Air Vol, un roman aérien en Afrique centrale

Air Vol, premier roman du jeune auteur belge Geoffroy Fierens, retrace l’aventure d’un jeune garçon passionné d’aviation dans un décor imaginaire d’Afrique centrale.

Afrique centrale, 1955. Une séance d’essai de l’aviation coloniale tourne au drame. Un pilote meurt dans un accident. Son jeune fils Paul, traumatisé, s’invente un monde et sublime le métier de son défunt père. Il entraîne ses amis avec lui dans cette nouvelle vie fantasmée faite de folles aventures et de déboires. Leur rêve éveillé se mêle en permanence à la réalité. Leurs parents finissent par se prendre au jeu. “Les deux petits entrepreneurs s’étaient donné beaucoup de mal afin de distribuer dans les boîtes aux lettres du quartier des publicités vantant les mérites de leur société. (…) Le jour venu, une bonne vingtaine de personnes répondirent présentes à l’invitation d’Air Vol. (…) Les deux commandants étaient pimpants dans leurs uniformes flambant neufs, il ne manquait pas un bouton de guêtre. Le bleu marine finalement choisi par les deux mères leur allait à merveille et les insignes brodés sur leur poitrine leur donnaient fière allure.”

Les années passent, l’instabilité politique et la guerre bouleverse la vie de ces gamins insouciants. Leurs rêves s’effondrent et se dissolvent dans le drame d’un conflit armé. “La guerre éclata sans qu’aucun des enfants ne la voie arriver. Ils ne comprenaient rien aux circonstances géopolitiques et aux raisons qui poussaient les adultes à provoquer ce type d’événements. (…) Albert [l’ami de Paul, ndlr.] scrutait l’horizon et regardait se coucher sur cette terre le soleil rougeoyant qui, en même temps qu’il disparaissait du paysage, tournait définitivement la page d’une ère à tout jamais révolue.”

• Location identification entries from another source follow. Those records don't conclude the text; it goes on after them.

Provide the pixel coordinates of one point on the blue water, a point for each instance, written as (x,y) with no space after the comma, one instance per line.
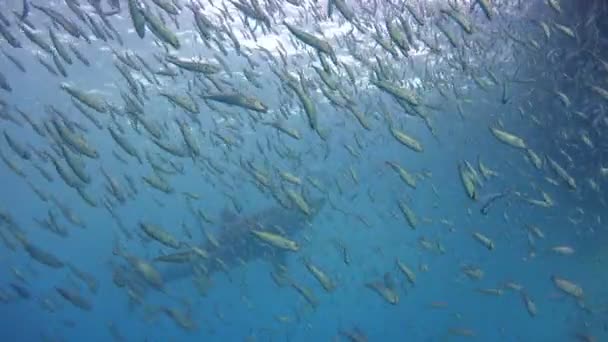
(245,304)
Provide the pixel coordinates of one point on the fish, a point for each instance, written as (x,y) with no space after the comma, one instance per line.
(237,243)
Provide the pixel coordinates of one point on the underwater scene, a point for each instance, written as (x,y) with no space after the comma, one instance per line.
(303,170)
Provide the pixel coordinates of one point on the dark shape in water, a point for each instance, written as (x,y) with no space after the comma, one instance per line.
(236,245)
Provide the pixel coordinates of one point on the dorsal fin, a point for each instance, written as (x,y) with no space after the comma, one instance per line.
(227,216)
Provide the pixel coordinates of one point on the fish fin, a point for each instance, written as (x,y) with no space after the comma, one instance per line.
(228,216)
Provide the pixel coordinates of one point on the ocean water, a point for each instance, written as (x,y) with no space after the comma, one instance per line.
(360,233)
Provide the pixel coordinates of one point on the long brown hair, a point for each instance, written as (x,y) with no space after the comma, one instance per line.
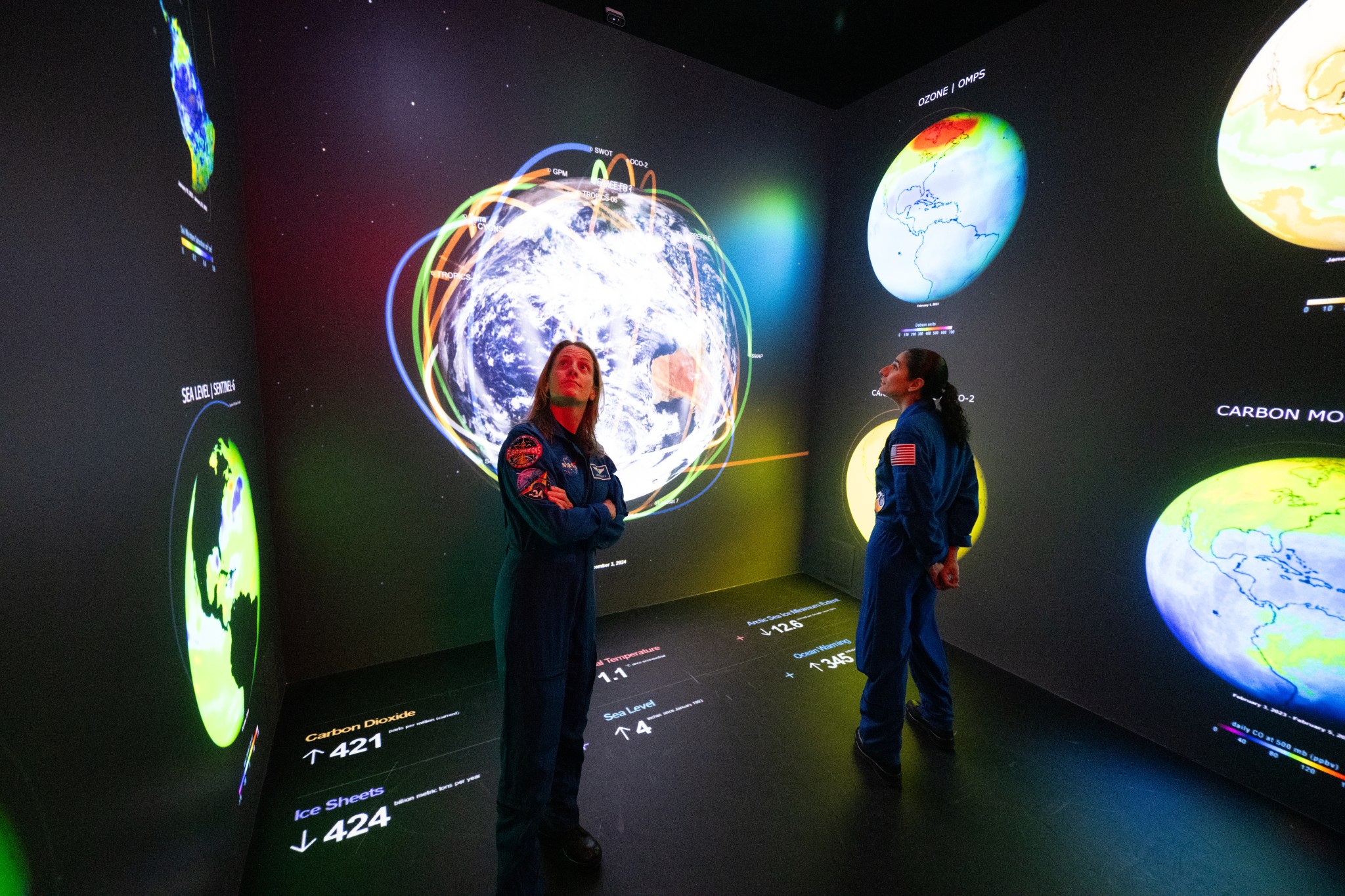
(541,416)
(930,366)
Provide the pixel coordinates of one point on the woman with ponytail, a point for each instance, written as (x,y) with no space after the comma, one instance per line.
(925,509)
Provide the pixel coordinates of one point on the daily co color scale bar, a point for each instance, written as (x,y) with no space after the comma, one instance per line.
(197,249)
(1292,756)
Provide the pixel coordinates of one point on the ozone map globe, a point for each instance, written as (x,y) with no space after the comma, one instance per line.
(628,274)
(222,587)
(1248,571)
(946,206)
(1282,140)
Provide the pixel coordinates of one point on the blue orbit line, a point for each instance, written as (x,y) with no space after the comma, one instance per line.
(173,513)
(397,355)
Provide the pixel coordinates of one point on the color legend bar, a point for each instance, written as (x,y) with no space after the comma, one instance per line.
(197,250)
(1286,753)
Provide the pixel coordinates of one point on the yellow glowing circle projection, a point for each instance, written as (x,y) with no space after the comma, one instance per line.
(861,484)
(1282,141)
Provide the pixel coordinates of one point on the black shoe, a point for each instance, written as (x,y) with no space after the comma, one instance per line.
(891,775)
(940,739)
(577,845)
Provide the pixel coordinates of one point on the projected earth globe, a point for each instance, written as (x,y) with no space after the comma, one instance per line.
(1282,140)
(946,206)
(222,587)
(632,278)
(197,127)
(1248,571)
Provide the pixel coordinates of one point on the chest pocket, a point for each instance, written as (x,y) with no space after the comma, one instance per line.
(572,479)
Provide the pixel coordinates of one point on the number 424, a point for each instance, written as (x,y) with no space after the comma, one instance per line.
(359,824)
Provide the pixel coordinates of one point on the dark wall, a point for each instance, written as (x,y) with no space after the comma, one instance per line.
(1132,300)
(109,778)
(366,128)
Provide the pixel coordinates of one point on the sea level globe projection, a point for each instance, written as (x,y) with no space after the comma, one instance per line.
(1248,571)
(197,127)
(946,206)
(861,482)
(221,587)
(615,263)
(1282,140)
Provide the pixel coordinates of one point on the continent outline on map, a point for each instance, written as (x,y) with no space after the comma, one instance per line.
(1293,640)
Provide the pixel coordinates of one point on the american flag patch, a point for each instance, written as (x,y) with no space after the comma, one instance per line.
(903,456)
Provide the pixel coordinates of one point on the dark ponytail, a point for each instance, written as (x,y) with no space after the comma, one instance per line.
(931,367)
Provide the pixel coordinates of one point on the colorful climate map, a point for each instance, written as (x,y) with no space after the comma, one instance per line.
(1282,141)
(861,482)
(1248,571)
(946,206)
(222,586)
(197,125)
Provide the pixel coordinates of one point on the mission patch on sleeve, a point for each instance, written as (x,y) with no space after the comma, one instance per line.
(533,484)
(523,452)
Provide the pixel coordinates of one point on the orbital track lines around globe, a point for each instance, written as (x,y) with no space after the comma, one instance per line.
(608,258)
(1247,568)
(946,206)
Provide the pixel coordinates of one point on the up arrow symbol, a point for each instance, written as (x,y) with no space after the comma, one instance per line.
(304,843)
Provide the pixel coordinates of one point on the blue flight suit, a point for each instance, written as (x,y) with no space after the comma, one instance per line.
(926,503)
(545,641)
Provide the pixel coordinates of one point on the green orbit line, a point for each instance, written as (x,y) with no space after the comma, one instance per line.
(738,296)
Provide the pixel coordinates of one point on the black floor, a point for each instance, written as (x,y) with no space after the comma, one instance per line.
(731,773)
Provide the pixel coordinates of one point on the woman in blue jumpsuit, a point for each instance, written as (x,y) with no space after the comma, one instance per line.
(563,501)
(926,507)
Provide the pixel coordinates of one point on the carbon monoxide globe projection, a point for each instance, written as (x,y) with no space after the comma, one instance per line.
(1282,141)
(1248,571)
(608,258)
(946,206)
(861,482)
(218,572)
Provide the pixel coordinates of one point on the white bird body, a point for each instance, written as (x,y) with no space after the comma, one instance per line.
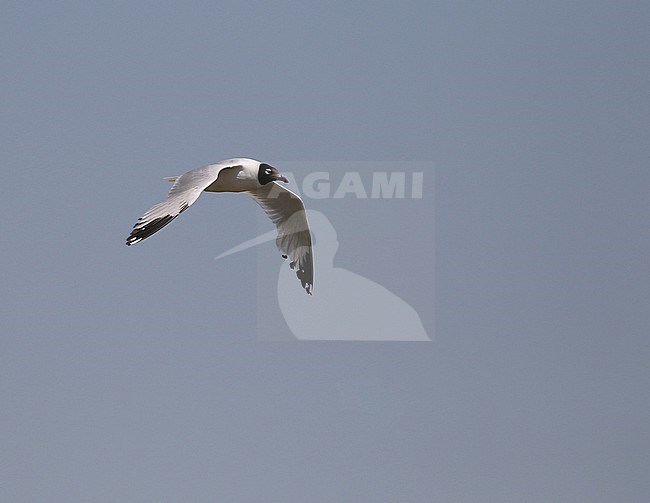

Après un retour forcé en métropole, il est temps pour Paul de se choisir un métier. Dans un contexte familial chaotique un énième drame le propulse. “Paul était libre et s’ouvrait à lui, s’il le voulait, une belle carrière de pilote. Sa mère ne l’empêcherait plus d’exercer ce métier dont il avait toujours rêvé.” Dans le centre de formation pour pilotes où il s’inscrit il affronte les brimades de ses camarades et l’isolement. Les rêves de son enfance lui donnent la force de persévérer. “Au bout de quelques minutes, en respirant plus lentement, il parvint à se maîtriser. Il fixa le plafond et (…) vit s’en détacher l’image de la piste d’aviation, (…) celle sur laquelle s’était construit le rêve de son enfance, celle sur laquelle Air Vol était né et dont il savait à présent que la simple évocation mentale (…) lui donnerait suffisamment de force pour passer outre les obstacles, si durs soient-ils.”

Les miles défilent. Les premières rides se dessinent. Lui court les aéroports de la planète et vit de sa passion pour les airs quand son passé le rattrape. Une femme. Elle sera désormais sa femme.

Arrivé à l’âge de la retraite, les jeux innocents de son enfance resurgissent dans son présent et le rappellent dans le pays d’où lui et sa famille avaient dû fuir il y a si longtemps. “Leur utopie d’enfant avait été préservée. Quel miracle que leur cachette n’ait pas disparu avec toutes ces choses admirables dont l’Afrique s’était débarrassée dans les sombres années de guerre et les époques dictatoriales qui s’en étaient suivies !” A l’aube du XXIe siècle, un projet fou, dont il est l’instigateur à son insu, voit le jour. On l’invite à en reconnaître la paternité dans ce pays qui n’a plus rien à voir avec celui de son enfance. Ce développement économique tant attendu est désormais réalité. “Les bâtisseurs de tous les coins du globe avaient jeté leur dévolu sur cette terre où tous les rêves d’innovations étaient permis. (…) Ce coin du monde, après être longtemps resté dans l’oubli, représentait désormais une vitrine de modernité. (…) L’Afrique prouvait ici sa capacité à allier expansion et écologie.”

 

Geoffroy Fierens, passionné d’art et d’histoire né à Bruxelles en 1984, signe avec Air Vol son premier roman, paru en 2014. A l’occasion de la foire du livre de Bruxelles 2015, il confiait à un confrère du journal Lavenir.net s’être “principalement inspiré d’histoires que (son) père, né en Afrique, (lui) racontait quand (il était) petit.” Une partie de sa famille ayant vécu en Afrique, il dit s’être toujours intéressé à ce continent, “à son histoire, mais aussi à son développement à l’heure actuelle.”